First Solar announced a $330 million commitment to a fifth US manufacturing facility in Gaffney, South Carolina on November 14, to come online in 2026. The announcement followed the mid-2025 inauguration of the company’s $1.1 billion, 3.5 GW AI-enabled facility in Iberia Parish, Louisiana, which opened ahead of schedule. Combined, the two developments push First Solar’s projected US manufacturing capacity to 17.7 GW by 2027, with total domestic capital deployed exceeding $4 billion.

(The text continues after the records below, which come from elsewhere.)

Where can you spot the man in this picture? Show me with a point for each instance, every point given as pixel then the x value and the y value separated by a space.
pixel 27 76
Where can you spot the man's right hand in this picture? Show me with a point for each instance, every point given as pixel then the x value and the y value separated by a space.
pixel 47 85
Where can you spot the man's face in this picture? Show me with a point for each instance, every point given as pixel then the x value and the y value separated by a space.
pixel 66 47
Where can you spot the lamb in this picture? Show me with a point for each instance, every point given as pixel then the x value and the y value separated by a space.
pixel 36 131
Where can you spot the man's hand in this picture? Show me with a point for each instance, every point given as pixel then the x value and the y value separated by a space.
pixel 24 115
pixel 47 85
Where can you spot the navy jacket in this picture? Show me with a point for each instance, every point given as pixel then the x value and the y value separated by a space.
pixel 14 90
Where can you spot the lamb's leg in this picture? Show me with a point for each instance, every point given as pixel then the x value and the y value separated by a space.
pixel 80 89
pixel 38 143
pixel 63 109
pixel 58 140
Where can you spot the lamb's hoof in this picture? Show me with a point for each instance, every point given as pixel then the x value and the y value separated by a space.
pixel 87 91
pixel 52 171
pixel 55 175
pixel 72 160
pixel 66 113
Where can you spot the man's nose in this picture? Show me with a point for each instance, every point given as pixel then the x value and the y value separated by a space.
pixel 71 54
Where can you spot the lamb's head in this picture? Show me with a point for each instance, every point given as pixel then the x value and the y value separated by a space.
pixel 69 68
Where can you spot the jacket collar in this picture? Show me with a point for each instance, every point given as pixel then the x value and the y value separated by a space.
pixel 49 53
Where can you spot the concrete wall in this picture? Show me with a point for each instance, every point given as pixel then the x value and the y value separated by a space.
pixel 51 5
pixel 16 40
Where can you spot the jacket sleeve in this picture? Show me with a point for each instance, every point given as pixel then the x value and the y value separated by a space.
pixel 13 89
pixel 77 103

The expansion is structured around the IRA’s Section 45X domestic manufacturing credit, which pays solar module manufacturers a per-watt credit on US-produced components. First Solar’s thin-film CdTe technology, manufactured entirely in the US, qualifies fully. The company does not source cells from China or Southeast Asia, which means it also avoids the AD/CVD tariff exposure that landed on crystalline silicon competitors in June 2025.

The manufacturing scale matters as a supply signal. 17.7 GW of annual US nameplate capacity from one manufacturer, by 2027, is the clearest single data point on whether the IRA’s reshoring logic works for solar. First Solar is the proof-of-concept the domestic manufacturing thesis needs, and the South Carolina announcement extends the capex commitment well beyond the minimum needed to capture current-year credits.